Gioacchino ROSSINI (1792-1868)
Guillaume Tell (in French)
Guillaume Tell – Andrew Foster-Williams (baritone)
Arnold – Michael Spyres (tenor)
Mathilde – Judith Howarth (soprano)
Furst/Melchthal – Nahuel di Pierro (bass)
Jemmy – Tara Stafford (soprano)
Hedwige – Alessandra Volpe (mezzo)
Gesler – Raffaele Facciolà (bass)
Camerata Bach Choir, Poznań
Virtuosi Brunensis/Antonio Fogliani
rec. live, Trinkhalle, Bad Wildbad, Germany, July 2013
NAXOS 8.660363-66 [4 CDs: 74:59 + 55:10 + 64:51 + 58:01]

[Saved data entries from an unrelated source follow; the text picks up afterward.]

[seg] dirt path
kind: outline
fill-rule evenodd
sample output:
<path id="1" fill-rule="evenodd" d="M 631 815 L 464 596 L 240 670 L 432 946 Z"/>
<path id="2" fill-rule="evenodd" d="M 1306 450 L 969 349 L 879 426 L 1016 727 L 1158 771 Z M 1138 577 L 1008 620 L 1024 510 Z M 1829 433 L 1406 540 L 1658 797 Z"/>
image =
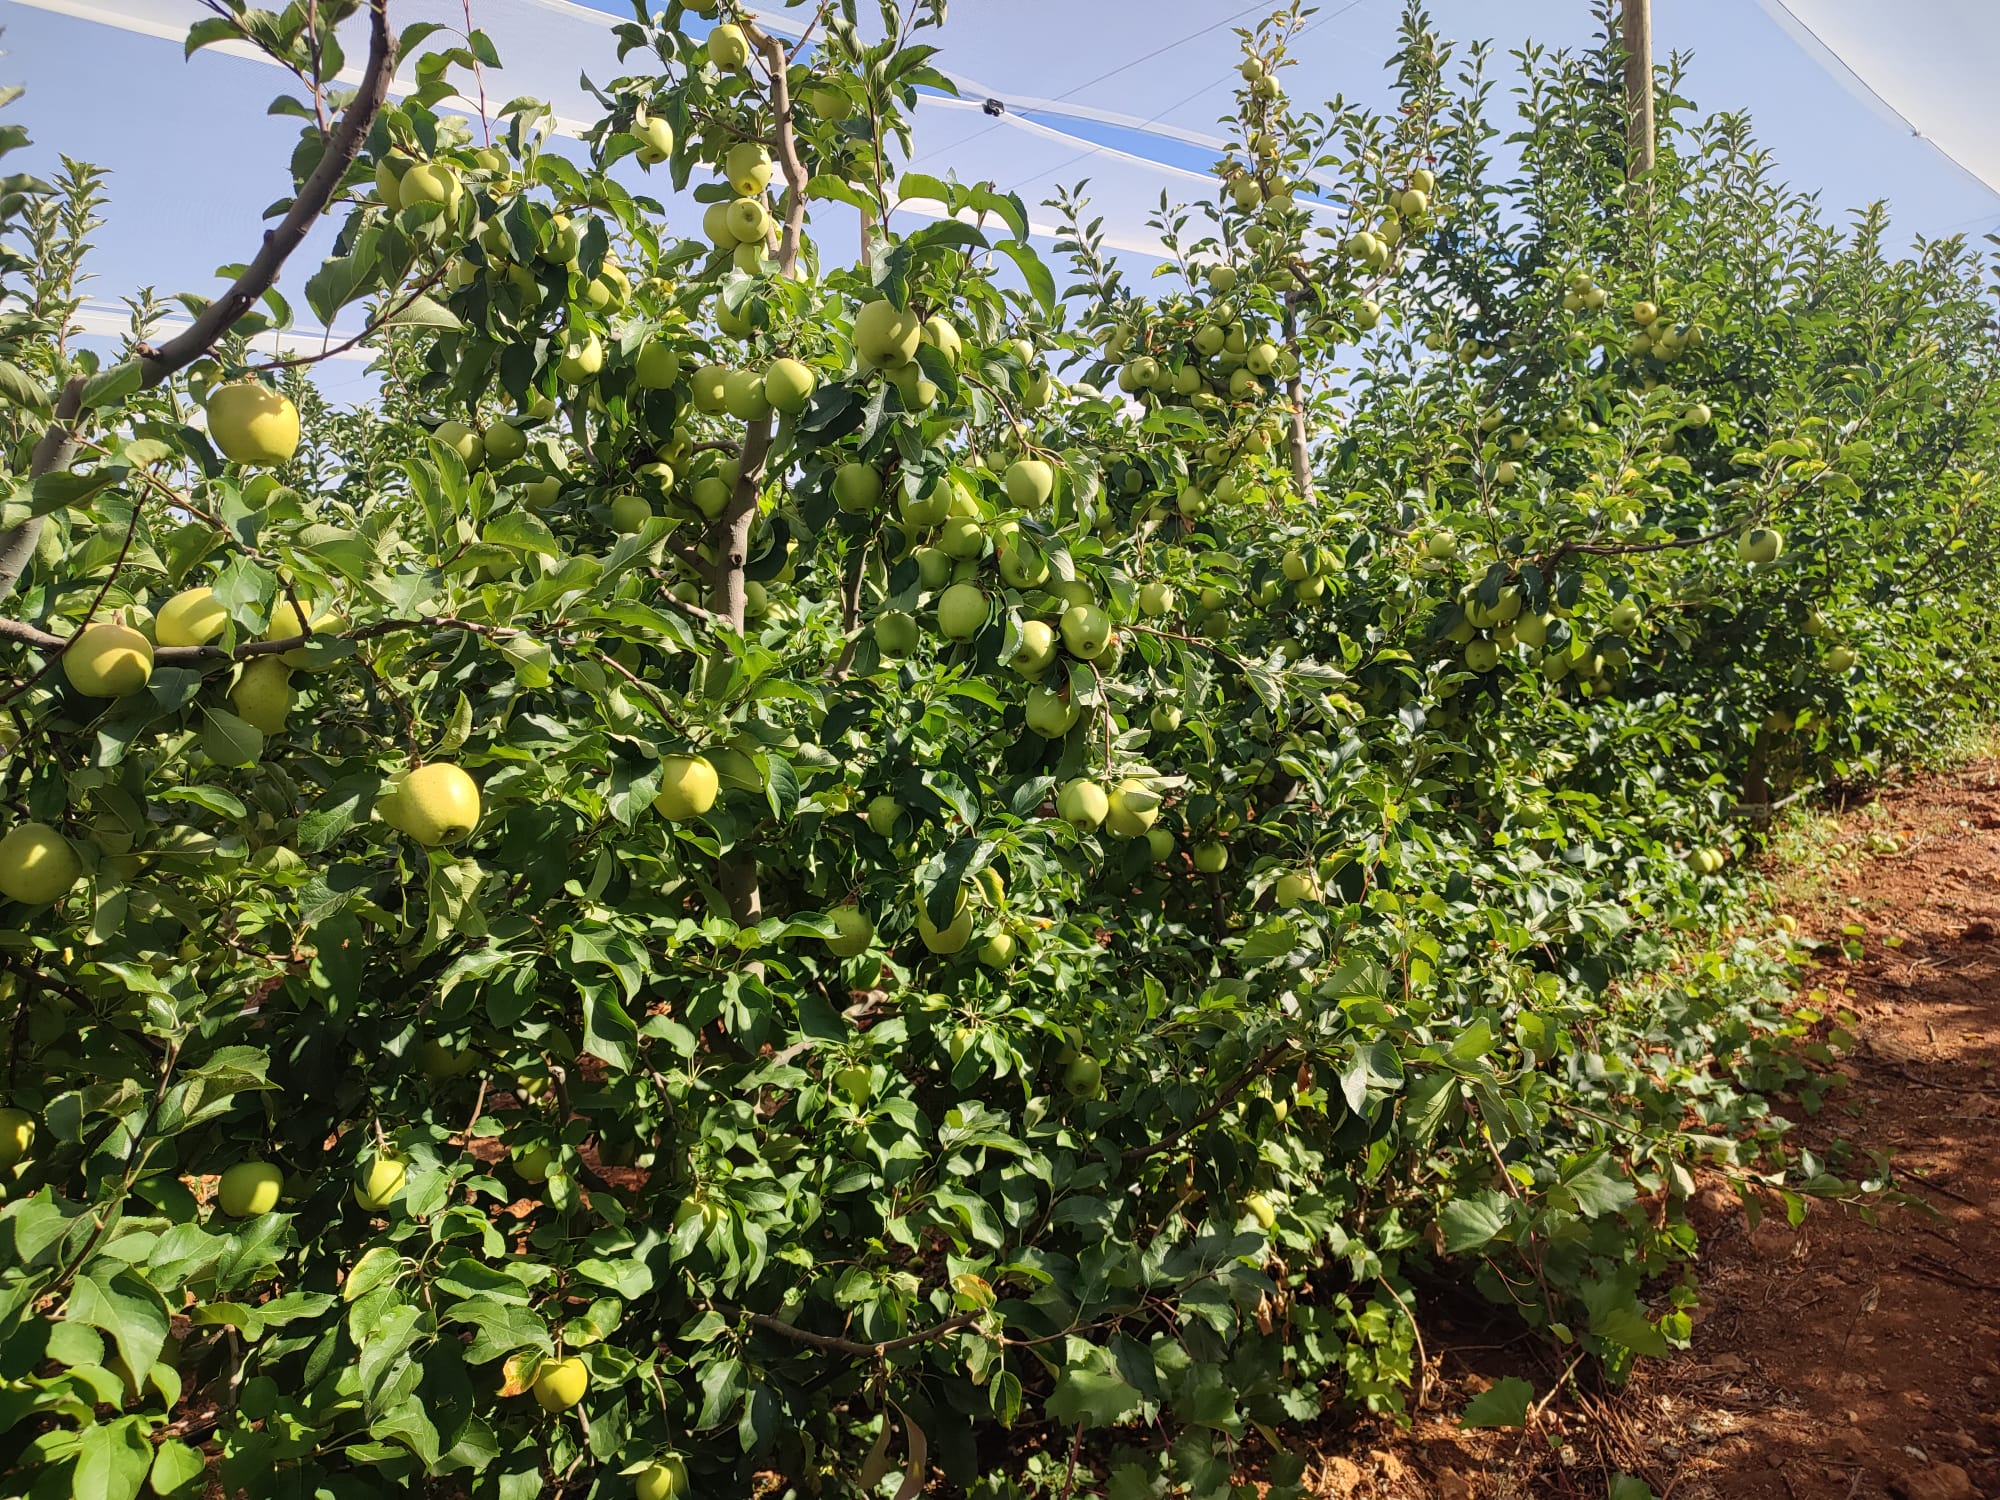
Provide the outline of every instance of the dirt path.
<path id="1" fill-rule="evenodd" d="M 1887 792 L 1826 843 L 1832 873 L 1786 897 L 1826 945 L 1801 1000 L 1851 1011 L 1858 1041 L 1847 1097 L 1800 1138 L 1852 1143 L 1850 1178 L 1893 1155 L 1933 1211 L 1751 1230 L 1705 1195 L 1687 1355 L 1586 1398 L 1553 1443 L 1496 1441 L 1456 1430 L 1493 1358 L 1461 1333 L 1436 1414 L 1329 1443 L 1347 1456 L 1321 1461 L 1318 1494 L 1603 1497 L 1622 1471 L 1671 1500 L 2000 1500 L 2000 763 Z"/>

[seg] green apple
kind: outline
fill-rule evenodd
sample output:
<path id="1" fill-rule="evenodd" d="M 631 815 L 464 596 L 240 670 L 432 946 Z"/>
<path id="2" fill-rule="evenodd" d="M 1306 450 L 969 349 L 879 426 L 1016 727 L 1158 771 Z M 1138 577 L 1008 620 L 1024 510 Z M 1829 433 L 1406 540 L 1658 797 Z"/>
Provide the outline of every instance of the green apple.
<path id="1" fill-rule="evenodd" d="M 370 1213 L 380 1213 L 403 1196 L 408 1175 L 400 1157 L 370 1157 L 354 1179 L 354 1201 Z"/>
<path id="2" fill-rule="evenodd" d="M 1056 794 L 1056 816 L 1081 832 L 1095 832 L 1110 813 L 1110 797 L 1087 776 L 1065 783 Z"/>
<path id="3" fill-rule="evenodd" d="M 891 826 L 894 826 L 893 821 Z M 836 958 L 853 958 L 858 953 L 866 952 L 868 945 L 875 941 L 875 923 L 860 907 L 836 906 L 827 915 L 833 922 L 834 935 L 824 941 L 827 951 Z"/>
<path id="4" fill-rule="evenodd" d="M 290 463 L 299 446 L 291 398 L 256 381 L 217 386 L 205 406 L 208 435 L 231 463 Z"/>
<path id="5" fill-rule="evenodd" d="M 921 896 L 918 897 L 917 936 L 933 953 L 957 953 L 972 940 L 972 903 L 966 899 L 963 890 L 959 891 L 957 902 L 952 909 L 955 915 L 952 917 L 951 925 L 938 928 L 931 923 L 928 905 Z"/>
<path id="6" fill-rule="evenodd" d="M 1003 481 L 1007 503 L 1017 510 L 1040 510 L 1055 493 L 1056 473 L 1039 458 L 1016 459 Z"/>
<path id="7" fill-rule="evenodd" d="M 1072 604 L 1063 611 L 1062 638 L 1070 655 L 1096 661 L 1111 644 L 1111 617 L 1094 604 Z"/>
<path id="8" fill-rule="evenodd" d="M 1036 677 L 1056 659 L 1056 633 L 1045 620 L 1021 622 L 1021 644 L 1009 665 L 1023 677 Z"/>
<path id="9" fill-rule="evenodd" d="M 1174 836 L 1167 832 L 1166 829 L 1153 828 L 1147 830 L 1146 848 L 1153 856 L 1154 864 L 1165 864 L 1168 860 L 1172 859 L 1175 847 Z"/>
<path id="10" fill-rule="evenodd" d="M 1769 526 L 1753 526 L 1736 539 L 1736 556 L 1754 567 L 1776 562 L 1784 550 L 1784 534 Z"/>
<path id="11" fill-rule="evenodd" d="M 0 1172 L 27 1159 L 35 1145 L 35 1117 L 25 1109 L 0 1109 Z"/>
<path id="12" fill-rule="evenodd" d="M 1082 710 L 1067 689 L 1031 687 L 1027 699 L 1028 727 L 1043 739 L 1060 739 L 1075 727 Z"/>
<path id="13" fill-rule="evenodd" d="M 854 314 L 854 348 L 872 365 L 906 365 L 923 338 L 917 315 L 885 301 L 864 302 Z"/>
<path id="14" fill-rule="evenodd" d="M 875 645 L 891 660 L 917 649 L 917 622 L 900 609 L 885 609 L 875 617 Z"/>
<path id="15" fill-rule="evenodd" d="M 1319 900 L 1319 879 L 1311 870 L 1287 870 L 1278 877 L 1273 895 L 1278 905 L 1289 911 Z"/>
<path id="16" fill-rule="evenodd" d="M 996 932 L 979 945 L 979 962 L 989 969 L 1004 969 L 1014 962 L 1020 943 L 1011 932 Z"/>
<path id="17" fill-rule="evenodd" d="M 669 822 L 684 823 L 715 806 L 721 789 L 721 778 L 706 756 L 663 755 L 660 790 L 653 806 Z"/>
<path id="18" fill-rule="evenodd" d="M 969 641 L 986 624 L 986 596 L 970 583 L 954 583 L 938 599 L 938 629 L 954 641 Z"/>
<path id="19" fill-rule="evenodd" d="M 284 1185 L 282 1168 L 267 1161 L 239 1161 L 222 1174 L 215 1201 L 232 1219 L 254 1219 L 278 1206 Z"/>
<path id="20" fill-rule="evenodd" d="M 153 675 L 153 643 L 116 620 L 99 620 L 70 637 L 62 653 L 63 675 L 86 698 L 124 698 Z"/>
<path id="21" fill-rule="evenodd" d="M 632 1481 L 636 1500 L 681 1500 L 687 1492 L 687 1462 L 678 1453 L 662 1453 Z"/>
<path id="22" fill-rule="evenodd" d="M 1094 1057 L 1070 1059 L 1063 1068 L 1063 1088 L 1079 1099 L 1095 1099 L 1104 1088 L 1104 1064 Z"/>
<path id="23" fill-rule="evenodd" d="M 611 502 L 611 529 L 630 535 L 653 519 L 653 507 L 643 495 L 620 495 Z"/>
<path id="24" fill-rule="evenodd" d="M 719 26 L 716 28 L 717 31 L 722 29 Z M 729 29 L 735 30 L 733 26 Z M 710 33 L 711 48 L 714 45 L 713 36 Z M 584 1392 L 589 1389 L 590 1372 L 575 1355 L 567 1359 L 544 1360 L 542 1367 L 535 1372 L 535 1401 L 543 1411 L 551 1414 L 568 1411 L 583 1399 Z"/>
<path id="25" fill-rule="evenodd" d="M 771 153 L 761 141 L 738 141 L 722 158 L 722 175 L 745 198 L 771 185 Z"/>
<path id="26" fill-rule="evenodd" d="M 663 391 L 681 378 L 680 352 L 668 348 L 658 339 L 648 339 L 639 346 L 639 357 L 633 361 L 634 383 L 642 391 Z"/>
<path id="27" fill-rule="evenodd" d="M 903 804 L 887 792 L 877 793 L 868 801 L 868 826 L 883 838 L 889 838 L 896 831 L 896 824 L 902 820 Z"/>
<path id="28" fill-rule="evenodd" d="M 537 1141 L 514 1158 L 514 1170 L 521 1174 L 523 1182 L 547 1182 L 555 1159 L 555 1152 L 545 1143 Z"/>
<path id="29" fill-rule="evenodd" d="M 1104 826 L 1114 838 L 1139 838 L 1158 821 L 1160 802 L 1159 788 L 1128 776 L 1105 797 Z"/>
<path id="30" fill-rule="evenodd" d="M 1194 846 L 1194 867 L 1204 875 L 1219 875 L 1229 868 L 1229 846 L 1220 839 L 1205 839 Z"/>
<path id="31" fill-rule="evenodd" d="M 882 500 L 882 476 L 867 464 L 844 463 L 833 471 L 833 498 L 845 511 L 873 510 Z"/>

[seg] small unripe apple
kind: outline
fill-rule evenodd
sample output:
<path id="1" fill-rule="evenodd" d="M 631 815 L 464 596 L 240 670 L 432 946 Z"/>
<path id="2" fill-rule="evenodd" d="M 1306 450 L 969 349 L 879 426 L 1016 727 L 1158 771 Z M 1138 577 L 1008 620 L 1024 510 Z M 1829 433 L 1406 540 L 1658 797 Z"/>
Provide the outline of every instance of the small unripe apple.
<path id="1" fill-rule="evenodd" d="M 1070 655 L 1095 661 L 1111 643 L 1111 617 L 1094 604 L 1072 604 L 1063 611 L 1062 637 Z"/>
<path id="2" fill-rule="evenodd" d="M 83 874 L 76 850 L 46 823 L 21 823 L 0 839 L 0 896 L 23 906 L 62 898 Z"/>
<path id="3" fill-rule="evenodd" d="M 1104 826 L 1114 838 L 1136 839 L 1159 819 L 1160 802 L 1157 787 L 1128 776 L 1105 797 Z"/>
<path id="4" fill-rule="evenodd" d="M 486 461 L 496 467 L 511 464 L 528 451 L 528 436 L 512 422 L 495 422 L 486 429 Z"/>
<path id="5" fill-rule="evenodd" d="M 1009 665 L 1023 677 L 1036 677 L 1056 659 L 1056 633 L 1046 620 L 1024 620 L 1021 644 Z"/>
<path id="6" fill-rule="evenodd" d="M 771 184 L 771 153 L 761 141 L 738 141 L 722 158 L 722 175 L 738 194 L 755 197 Z"/>
<path id="7" fill-rule="evenodd" d="M 1769 526 L 1753 526 L 1736 539 L 1737 557 L 1757 567 L 1776 562 L 1784 550 L 1784 533 Z"/>
<path id="8" fill-rule="evenodd" d="M 632 1481 L 637 1500 L 681 1500 L 687 1492 L 687 1463 L 678 1453 L 662 1453 Z"/>
<path id="9" fill-rule="evenodd" d="M 882 476 L 867 464 L 844 463 L 833 471 L 833 498 L 845 511 L 873 510 L 882 500 Z"/>
<path id="10" fill-rule="evenodd" d="M 244 663 L 236 685 L 229 690 L 229 706 L 258 733 L 282 733 L 292 711 L 291 669 L 275 656 L 259 656 Z"/>
<path id="11" fill-rule="evenodd" d="M 1269 1229 L 1278 1222 L 1278 1211 L 1271 1207 L 1271 1200 L 1262 1193 L 1250 1193 L 1243 1199 L 1243 1211 L 1257 1221 L 1260 1229 Z"/>
<path id="12" fill-rule="evenodd" d="M 1070 700 L 1069 695 L 1060 689 L 1045 687 L 1028 689 L 1028 727 L 1043 739 L 1060 739 L 1068 734 L 1075 727 L 1082 712 Z"/>
<path id="13" fill-rule="evenodd" d="M 1229 846 L 1220 839 L 1208 839 L 1194 846 L 1194 867 L 1204 875 L 1218 875 L 1229 868 Z"/>
<path id="14" fill-rule="evenodd" d="M 514 1170 L 521 1174 L 523 1182 L 547 1182 L 549 1169 L 555 1165 L 555 1152 L 537 1141 L 514 1158 Z"/>
<path id="15" fill-rule="evenodd" d="M 920 896 L 917 901 L 917 936 L 923 945 L 933 953 L 957 953 L 972 940 L 972 903 L 966 900 L 965 892 L 958 893 L 958 901 L 953 908 L 955 915 L 949 927 L 939 928 L 931 922 L 929 903 Z"/>
<path id="16" fill-rule="evenodd" d="M 1278 905 L 1289 911 L 1319 900 L 1319 878 L 1310 870 L 1287 870 L 1278 877 L 1272 894 Z"/>
<path id="17" fill-rule="evenodd" d="M 267 1161 L 239 1161 L 222 1174 L 216 1204 L 232 1219 L 252 1219 L 278 1206 L 285 1185 L 282 1169 Z"/>
<path id="18" fill-rule="evenodd" d="M 629 536 L 653 519 L 653 507 L 643 495 L 620 495 L 611 502 L 611 529 Z"/>
<path id="19" fill-rule="evenodd" d="M 908 656 L 917 649 L 917 622 L 900 609 L 884 610 L 875 617 L 875 644 L 890 658 Z"/>
<path id="20" fill-rule="evenodd" d="M 1611 628 L 1619 635 L 1630 635 L 1645 619 L 1645 612 L 1636 602 L 1626 599 L 1611 611 Z"/>
<path id="21" fill-rule="evenodd" d="M 739 422 L 761 422 L 771 415 L 771 399 L 755 370 L 731 370 L 722 383 L 722 404 Z"/>
<path id="22" fill-rule="evenodd" d="M 1079 1099 L 1094 1099 L 1104 1088 L 1104 1064 L 1094 1057 L 1072 1058 L 1063 1068 L 1063 1088 Z"/>
<path id="23" fill-rule="evenodd" d="M 774 359 L 764 371 L 764 398 L 781 412 L 797 416 L 812 400 L 819 376 L 796 359 Z"/>
<path id="24" fill-rule="evenodd" d="M 1152 828 L 1146 832 L 1146 852 L 1153 856 L 1156 865 L 1165 864 L 1174 857 L 1174 836 L 1164 828 Z"/>
<path id="25" fill-rule="evenodd" d="M 1826 653 L 1826 664 L 1836 672 L 1847 671 L 1859 660 L 1861 655 L 1852 646 L 1835 646 Z"/>
<path id="26" fill-rule="evenodd" d="M 996 932 L 979 945 L 979 962 L 989 969 L 1004 969 L 1014 962 L 1020 943 L 1011 932 Z"/>
<path id="27" fill-rule="evenodd" d="M 604 344 L 596 334 L 572 336 L 556 360 L 556 375 L 568 385 L 581 385 L 604 368 Z"/>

This recording won’t be anyone’s first choice for William Tell, in whatever language, but it does capture what must have been a memorable performance at the Rossini in Wildbad Festival. Its chief virtue, in fact, is its live-ness. Much more than Pappano’s live concert version, this is a performance that lives and breathes the air of the opera house. That brings disadvantages in the often intrusive stage noise, audience applause and the noticeable tiring of some of the singers, most notably Judith Howarth’s Mathilde. It also brings gains. Chief among those is the energetic conducting of Antonio Fogliani who manages the whole thing with great skill and enervated pacing, clearly feeding off the energy of a live audience. Famously, Rossini’s drama is often far from riveting in Tell, most damagingly in the first act, but Fogliani keeps things going briskly enough, and the orchestra follows him admirably. True, there are inaccuracies and fluffs, but the gains are notable enough for these not to matter although they will also probably rule this set out for any newcomers to the opera; that and the fact that there is no libretto, only the French text provided online.
The singers range from good to very good, except for the gruff yelling of Giulio Pelligra in the brief cameo role of Rodolphe at the end of Act 1. Andrew Foster-Williams is a very good Tell. He passes the test of Sois immobile very capably and he grounds the ensembles of the first and second acts very strongly indeed. Michael Spyres is perfectly fine as Arnold, and manages the frequent leaps above the stave ably but, while I found him solid, he was never exciting, and nowhere near the levels of exhilaration reached by John Osborne or, most thrillingly of all, Pavarotti. Judith Howarth’s Mathilde begins well with a rich, creamy account of Sombre forêt and her duets with Arnold in Act 2 and the first scene of Act 3 find them both on their best form, but she tires in the third act and doesn’t sound good at all in the fourth. Tara Stafford is winningly boy-like as Jemmy, however, and Alessandra Volpe delivers the goods capably enough in her brief appearances as Tell’s wife.
Even better, though, are the chorus, who have a lot to do and make the most of it. The big crowd scenes in the first and third act draw you in willingly, and the radiant finale sounds great. They are best of all, though, in the great summoning of the cantons at the end of Act 2, and this sequence is probably the highlight of the whole set, with Fogliani’s conducting at its most incisive and the three male principals striking sparks off each other and the chorus in turn.
This set’s USP is that it claims to be the “first recording of the complete opera”. This isn’t much explained in the booklet notes, but I assume that, by this, they mean that they open out all the cuts. I noticed it in several places, such as an aria for Jemmy in Act 3 that I hadn’t picked up before, or a much longer storm scene in Act 4 that wasn't necessarily a gain. They even include as an appendix some things that they hadn’t fitted into the main event, though this mainly consists of yet more ballet music of which, I suspect, only complete completists will want to avail themselves. The one interesting curiosity is the alternative finale that he wrote for Paris in 1831 which consists of a choral version of the famous Gallop from the Overture, but it only serves to make you realise how much better the widely accepted finale is.
As I write this in Spring 2015, it seems that this is turning out very much to be William Tell’s time. This recording follows Pappano’s recent one, and I eagerly await a DVD of the recent Pesaro production starring Juan Diego Flórez. There are also an unprecedented three productions of it in the UK in 2014-15: the Teatro Regio di Torino did it in concert in the 2014 Edinburgh Festival, WNO did a brilliantly sung production, and the Royal Opera will mount one in Summer 2015. Purists will tell you that Tell only works in its original French. Not I. Of all the recordings I’ve heard, my favourite is Chailly’s Decca CD with the National Philharmonic Orchestra. It’s sung in Italian, but I find that the open vowels and ripe consonants of the language fit the music like a glove. It also plays to the strengths of his outstanding set of principals, including Sherill Milnes, Luciano Pavarotti, Mirella Freni and Nicolai Ghiaurov. Throw authenticity out the window and go for that one as a first choice.